Il pressing di Cdp arriva allora proprio mentre Gubitosi è al lavoro sul piano e l’amministratore delegato di Enel, Francesco Starace, lo pungola affinché faccia chiarezza tra i propri soci, che al momento mostrano due visioni contrapposte sulle modalità e sugli obiettivi di scorporo dei propri asset. Cdp è di certo la società delle reti italiane. Da parte sua l’esecutivo sembra favorevole alla creazione di una rete telefonica fissa unica, che nascerebbe da una fusione tra le rete di Telecom Italia e Open Fiber. Nei giorni scorsi, Il fondo Usa, guidato da Paul Singer, ha fatto sapere come sia auspicabile convocare al più presto un tavolo sull’ipotesi di rete unica tra Tim e Open Fiber.
E intanto è arrivato il via libera condizionato da parte dell’Agcom al piano di spegnimento, di 6.500 centrali su circa 10.400 di Telecom. Il piano di ammodernamento della rete in rame, presentato nel 2017 dall’allora amministratore delegato Flavio Cattaneo, comporterebbe un risparmio di svariate centinaia di milioni – dovrebbero essere circa 350 milioni di euro – tra costi minori per energia, manutenzione e real estate. Il disco verde dell’Autorità, che è arrivato nella delibera da 500 pagine sul mercato dell’accesso e la separazione della rete di Tim, è condizionato alla copertura alternativa in fibra che deve avvenire, per il Garante, 12 mesi prima dello spegnimento delle centrali in rame.

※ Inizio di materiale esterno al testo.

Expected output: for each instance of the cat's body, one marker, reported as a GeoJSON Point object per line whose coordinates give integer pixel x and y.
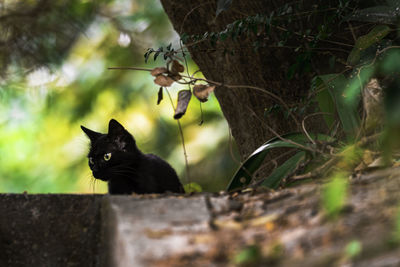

E questo, soprattutto, allo scopo di non danneggiare eventuali operatori alternativi nelle centrali aperte ai servizi di unbundling. Sulla proposta è ora in corso una consultazione di mercato che dovrebbe concludersi a fine febbraio. Quanto ai tempi, secondo quanto già previsto in una delibera Agcom del 2015, nelle centrali che non sono aperte ai servizi di unbundling sono previsti tre anni di preavviso, nelle altre cinque anni.